Theories and methods for converting monomers into polymers are presented. Topics include principles of polymer science, commercial processes, rheology, and fabrication. (Typically offered: Irregular)

CHEG 5773. Medical Applications of Membranes Theory, Current Uses, and Development Areas. 3 Hours.

The course will cover most present-day medical products, treatments, and surgical equipment that rely on membrane transport and/or separation to function effectively. Membranes or membrane devices are used when certain human organs stop working or lose some degree of effectiveness. Those that will be covered in this course include the kidney, the pancreas, the lungs, the skin, and the eye. Localized, controlled-release of medications is also an area where membranes are used in medicine and this area will be described also. Along with dialysis, other external membrane treatment processes such as membrane plasmapheresis (a process whereby a membrane is used to separate blood cells from plasma and thereby opening the door for more effectively treating the cells or plasma separately outside of the body) will be discussed. (Typically offered: Irregular)

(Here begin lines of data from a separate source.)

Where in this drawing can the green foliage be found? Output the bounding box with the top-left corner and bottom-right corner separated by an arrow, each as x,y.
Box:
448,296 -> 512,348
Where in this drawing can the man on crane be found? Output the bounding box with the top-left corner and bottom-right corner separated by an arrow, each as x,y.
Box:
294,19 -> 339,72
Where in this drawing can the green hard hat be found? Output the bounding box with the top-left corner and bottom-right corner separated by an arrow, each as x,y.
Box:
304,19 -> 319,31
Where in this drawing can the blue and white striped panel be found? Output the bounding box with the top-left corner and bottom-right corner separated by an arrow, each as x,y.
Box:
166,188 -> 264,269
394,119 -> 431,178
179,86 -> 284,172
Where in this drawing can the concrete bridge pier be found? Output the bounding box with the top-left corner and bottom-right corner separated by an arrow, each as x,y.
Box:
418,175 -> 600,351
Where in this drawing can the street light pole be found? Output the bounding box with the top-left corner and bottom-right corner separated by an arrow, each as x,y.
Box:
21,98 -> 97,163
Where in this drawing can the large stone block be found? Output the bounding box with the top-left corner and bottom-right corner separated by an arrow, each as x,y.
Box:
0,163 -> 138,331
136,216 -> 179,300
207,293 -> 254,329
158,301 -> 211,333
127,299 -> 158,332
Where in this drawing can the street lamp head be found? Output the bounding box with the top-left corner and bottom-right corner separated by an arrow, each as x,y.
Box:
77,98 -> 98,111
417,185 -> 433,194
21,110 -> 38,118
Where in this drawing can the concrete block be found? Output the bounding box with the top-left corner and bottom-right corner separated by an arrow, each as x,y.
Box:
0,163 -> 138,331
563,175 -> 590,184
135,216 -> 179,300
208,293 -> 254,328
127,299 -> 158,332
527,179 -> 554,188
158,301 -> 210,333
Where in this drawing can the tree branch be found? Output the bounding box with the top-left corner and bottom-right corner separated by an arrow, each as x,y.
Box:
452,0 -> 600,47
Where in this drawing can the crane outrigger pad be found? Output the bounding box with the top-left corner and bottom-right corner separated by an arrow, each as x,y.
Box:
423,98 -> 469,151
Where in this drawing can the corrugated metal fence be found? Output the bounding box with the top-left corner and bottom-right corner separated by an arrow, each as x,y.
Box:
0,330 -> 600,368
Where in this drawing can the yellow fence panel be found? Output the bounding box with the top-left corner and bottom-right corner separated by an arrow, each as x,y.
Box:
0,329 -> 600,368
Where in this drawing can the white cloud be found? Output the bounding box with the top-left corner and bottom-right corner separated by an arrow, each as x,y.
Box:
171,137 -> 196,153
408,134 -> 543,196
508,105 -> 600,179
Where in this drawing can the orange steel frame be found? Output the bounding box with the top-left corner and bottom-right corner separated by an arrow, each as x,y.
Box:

CHEG 5801. Graduate Seminar. 1 Hour.

Students hear and present oral presentations on innovations in a variety of chemical engineering subjects with special emphasis on new developments. Prerequisite: Graduate standing. (Typically offered: Fall and Spring) May be repeated for up to 12 hours of degree credit.

CHEG 588V. Special Problems. 1-6 Hour.

Opportunity for individual study of an advanced chemical engineering problem not sufficiently comprehensive to be a thesis. Prerequisite: Graduate standing. (Typically offered: Fall, Spring and Summer) May be repeated for up to 6 hours of degree credit.

CHEG 600V. Master's Thesis. 1-6 Hour.

Master's Thesis. Prerequisite: Graduate standing. (Typically offered: Fall, Spring and Summer) May be repeated for degree credit.

CHEG 6123. Transport Processes II. 3 Hours.

Continuation of CHEG 5113. Prerequisite: CHEG 5113. (Typically offered: Spring)

CHEG 688V. Special Topics in Chemical Engineering. 1-3 Hour.

Advanced study of current Chemical Engineering topics not covered in other courses. Prerequisite: Doctoral students only. (Typically offered: Fall, Spring and Summer) May be repeated for up to 3 hours of degree credit.

CHEG 700V. Doctoral Dissertation. 1-18 Hour.

Doctoral Dissertation. (Typically offered: Fall, Spring and Summer) May be repeated for degree credit.